Habiter la Rue

Dessins

Crayon graphite sur papier / 13 x 20 cm - 2019

HABITER LA RUE

Qu’avons-nous en commun avec les hommes, les femmes, parfois les enfants qui, abandonnés à eux seuls, occupent ce que nous appelons « la rue », c’est-à-dire là où nous n’habitons pas : un banc, un porche d’immeuble, un abribus, une arche de pont. Autant de lieux où nous passons et où ils demeurent. Au-delà de nos portes et de nos fenêtres. Au-delà de notre propre regard.

Rien ou si peu que ce n’est rien. Ils ne sont pas notre reflet, pas même inversé. Ils sont en dehors de notre champ de vue. Car nous ne pouvons les voir. Pas seulement parce que notre rejet inavoué ou notre culpabilité non assumée nous fait détourner les yeux. Plus encore parce que nous n’avons ou ne voulons rien avoir à partager avec ces êtres qui ont sombré, sauf une humanité perdue que nous peinons à reconnaître.

Et pourtant, ils sont là. Bien là. Davantage qu’habiter la rue, ils habitent leur corps. Un corps immobile, lourd, résistant comme la glaise dont ils semblent faits. Ce corps exsude à nos yeux la résignation, mais celle-ci est concrétion. Avec le temps, ils ne sont plus que masse. Une matière où s’effacent les traits, les marques, les signes de l’âge, du genre, de l’origine.

Isabelle Declève a perçu cette fermeture et l’énigme qu’elle renferme. Tout en même temps que notre impossible regard sur eux. L’absence d’yeux de ses personnages est l’absence des nôtres. L’enfouissement de leur âme sous des couches de vêtements et parfois de crasse est l’atonie de la nôtre, étouffée par notre assurance et la crainte de la perdre.
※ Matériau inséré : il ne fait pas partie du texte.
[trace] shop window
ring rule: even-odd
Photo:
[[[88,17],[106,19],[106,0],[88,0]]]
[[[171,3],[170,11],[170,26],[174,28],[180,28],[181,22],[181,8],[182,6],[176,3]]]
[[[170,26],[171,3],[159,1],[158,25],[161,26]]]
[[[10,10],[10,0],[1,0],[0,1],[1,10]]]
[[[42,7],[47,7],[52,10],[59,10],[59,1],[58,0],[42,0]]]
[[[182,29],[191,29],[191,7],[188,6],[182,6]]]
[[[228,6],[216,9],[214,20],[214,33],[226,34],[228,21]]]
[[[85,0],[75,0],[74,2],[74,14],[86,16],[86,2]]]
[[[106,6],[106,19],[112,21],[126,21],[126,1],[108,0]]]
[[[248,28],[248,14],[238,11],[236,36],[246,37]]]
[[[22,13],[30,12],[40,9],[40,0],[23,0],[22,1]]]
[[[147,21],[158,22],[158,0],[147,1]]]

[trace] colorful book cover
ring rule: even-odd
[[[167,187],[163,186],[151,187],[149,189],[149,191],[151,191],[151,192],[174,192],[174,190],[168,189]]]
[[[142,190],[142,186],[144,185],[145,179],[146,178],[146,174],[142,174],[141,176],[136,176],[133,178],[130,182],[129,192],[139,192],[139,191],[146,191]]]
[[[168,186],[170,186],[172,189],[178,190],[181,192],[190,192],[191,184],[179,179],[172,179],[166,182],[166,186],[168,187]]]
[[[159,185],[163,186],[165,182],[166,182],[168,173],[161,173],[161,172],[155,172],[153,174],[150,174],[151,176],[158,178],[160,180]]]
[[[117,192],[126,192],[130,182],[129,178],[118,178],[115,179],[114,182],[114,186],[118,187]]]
Alors que, parce que l’âme de ces hommes et de ces femmes de la marge ne nous est pas accessible, parce que le fossé est devenu si large entre eux et nous, ce sont leurs corps qu’Isabelle Declève, proprement sidérée par leur présence-absence, va travailler, va peu à peu rendre présents, amener à la vie, non sur le vif, non in situ, pas dans la rue, mais dans son atelier, à la table, en actant l’écart qui la sépare de son sujet, en l’intégrant à sa représentation et, par là, en tentant de le combler.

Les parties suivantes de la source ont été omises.